O país democrático pensado por Ulisses Guimarães está em seu discurso de promulgação da Constituição de 1988 quando disse que "Traidor da Constituição é traidor da pátria. (...) Temos ódio à ditadura. Ódio e nojo. (...) O Estado prendeu e exilou. A sociedade, com Teotônio Vilela, pela anistia, libertou e repatriou. A sociedade foi Rubens Paiva, não os facínoras que o mataram.”

Os rumos tomados pelo Brasil são diferentes dos pretendidos pelos Constituintes e declarados no discurso de Ulysses Guimarães. As emendas constitucionais são aprovadas sem consideração ao que previa o poder constituinte originário. A Constituição diz que “Todo o poder emana do povo, que o exerce por meio de representantes eleitos ou diretamente, nos termos desta Constituição.” Quando o povo o exerce diretamente tal vontade se sobrepõe à vontade dos seus representantes. O povo brasileiro decidiu, em plebiscito, entre presidencialismo e parlamentarismo. E venceu o presidencialismo. Mas navega a todo o vapor uma emenda constitucional para instituir o semipresidencialismo no Brasil.

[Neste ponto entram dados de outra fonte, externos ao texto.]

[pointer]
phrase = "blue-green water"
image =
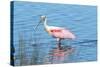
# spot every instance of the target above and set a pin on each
(33, 46)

O objetivo de erradicar a miséria e a fome foi esquecido, salvo por políticas assistenciais. Os estoques reguladores que o Estado criava para ofertar produtos e baixar o preço quando por algum motivo os preços se elevassem, foram extintos. Rege o preço dos alimentos a neoliberal lei do mercado onde a redução da oferta, por qualquer motivo, força a alta dos preços ante a manutenção da procura. Afinal, comer é uma necessidade biológica. E não é de hoje. Sob a gerência do ministro neoliberal Paulo Guedes o governo do ex-presidente Jair Bolsonaro extinguiu os estoques públicos e em 2022, último ano de seu governo, os alimentos aumentaram 11,64%, mais que o dobro da inflação oficial que foi de 5,79%. Mas não adianta praguejar o malfeito. É preciso fazer diferente, sob pena de perder-se a confiabilidade e tornar o país propenso à crença em boatos e fake News.